Yine böyle bir güz ayıydı. İngilizlerin Kut'ülAmare'yi işgal ettiği haberi geldiğinde Kerem ve bağlı bulunduğu ordu oraya yönelmişler ve Kut'ülAmare'yi kuşatma altına almışlardı. Fare gibi kapana kısılan İngilizler, kuşatmayı yarmak ve Kut'taki askerlerini kurtarabilmek için Basra'daki tüm kuvvetlerini seferber etmişlerdi ancak nafile… Güneşin üzerine doğup batmadığı imparatorluk,  küçük bir Osmanlı şehrinde, alçalarak batıyordu.
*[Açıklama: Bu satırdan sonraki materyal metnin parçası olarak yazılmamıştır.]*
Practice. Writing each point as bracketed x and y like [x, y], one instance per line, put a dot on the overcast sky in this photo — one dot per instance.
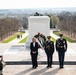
[18, 4]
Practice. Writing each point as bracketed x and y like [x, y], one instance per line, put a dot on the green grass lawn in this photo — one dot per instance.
[12, 38]
[68, 39]
[23, 40]
[53, 39]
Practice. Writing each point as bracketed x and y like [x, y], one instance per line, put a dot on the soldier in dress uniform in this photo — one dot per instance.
[61, 47]
[34, 52]
[49, 49]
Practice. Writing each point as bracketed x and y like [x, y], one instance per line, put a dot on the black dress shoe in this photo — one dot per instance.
[47, 66]
[50, 66]
[61, 67]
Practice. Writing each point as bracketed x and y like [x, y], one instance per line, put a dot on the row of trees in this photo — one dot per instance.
[65, 21]
[8, 26]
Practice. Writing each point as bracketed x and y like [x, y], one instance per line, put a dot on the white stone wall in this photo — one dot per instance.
[38, 24]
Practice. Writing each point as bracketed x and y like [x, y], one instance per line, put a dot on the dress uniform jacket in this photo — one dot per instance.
[61, 45]
[49, 47]
[34, 48]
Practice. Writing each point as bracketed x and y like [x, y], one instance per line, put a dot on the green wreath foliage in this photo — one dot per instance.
[43, 36]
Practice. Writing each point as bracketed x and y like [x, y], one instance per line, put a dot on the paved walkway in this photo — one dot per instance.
[41, 70]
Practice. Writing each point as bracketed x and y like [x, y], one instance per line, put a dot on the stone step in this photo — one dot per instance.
[39, 62]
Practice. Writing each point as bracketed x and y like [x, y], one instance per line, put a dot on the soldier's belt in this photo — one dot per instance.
[61, 46]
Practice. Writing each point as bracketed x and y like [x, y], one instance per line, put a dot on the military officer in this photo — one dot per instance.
[34, 52]
[61, 47]
[49, 49]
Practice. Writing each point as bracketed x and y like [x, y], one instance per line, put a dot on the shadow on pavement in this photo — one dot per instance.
[43, 72]
[24, 72]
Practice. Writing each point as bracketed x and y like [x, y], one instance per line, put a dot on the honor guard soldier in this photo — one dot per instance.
[49, 49]
[61, 47]
[34, 52]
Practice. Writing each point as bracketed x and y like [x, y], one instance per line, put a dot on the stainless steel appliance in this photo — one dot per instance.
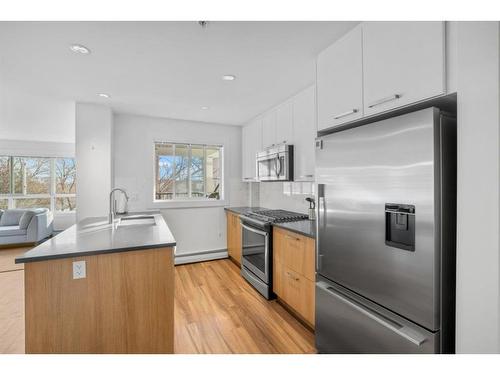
[275, 163]
[256, 264]
[386, 236]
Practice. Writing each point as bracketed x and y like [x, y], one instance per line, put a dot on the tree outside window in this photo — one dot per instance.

Dünya, son iki yüzyıldır bütün cihanı tek başına tahakkümü altına alan ve doymak nedir bilmeyen obur bir devin durdurulduğuna, en hayati uzuvlarının yaralandığına, dişlerinin söküldüğüne şahit oluyordu. Bu dünya devini, hasta adam dedikleri, ha bugün ha yarın ölecek diye bekledikleri Türkler yenmiş, canına okumuş, Irak'ın bereketli topraklarına gömmüştü.

İçeri giren Ferhunde Hanım, Kerem'i pencerenin pervazına yapışmış, hüngür hüngür ağlarken buldu. Gözyaşları kaytan bıyıklarını ıslatıp ıslatıp, usulca kılıç yarasının içine düşüyor, oradan karınca katarını andıran dümdüz bir çizgi halinde göğsüne doğru iniyordu. Ferhunde Hanım, saçlarını okşayarak, yanaklarındaki yaşları silerek sordu.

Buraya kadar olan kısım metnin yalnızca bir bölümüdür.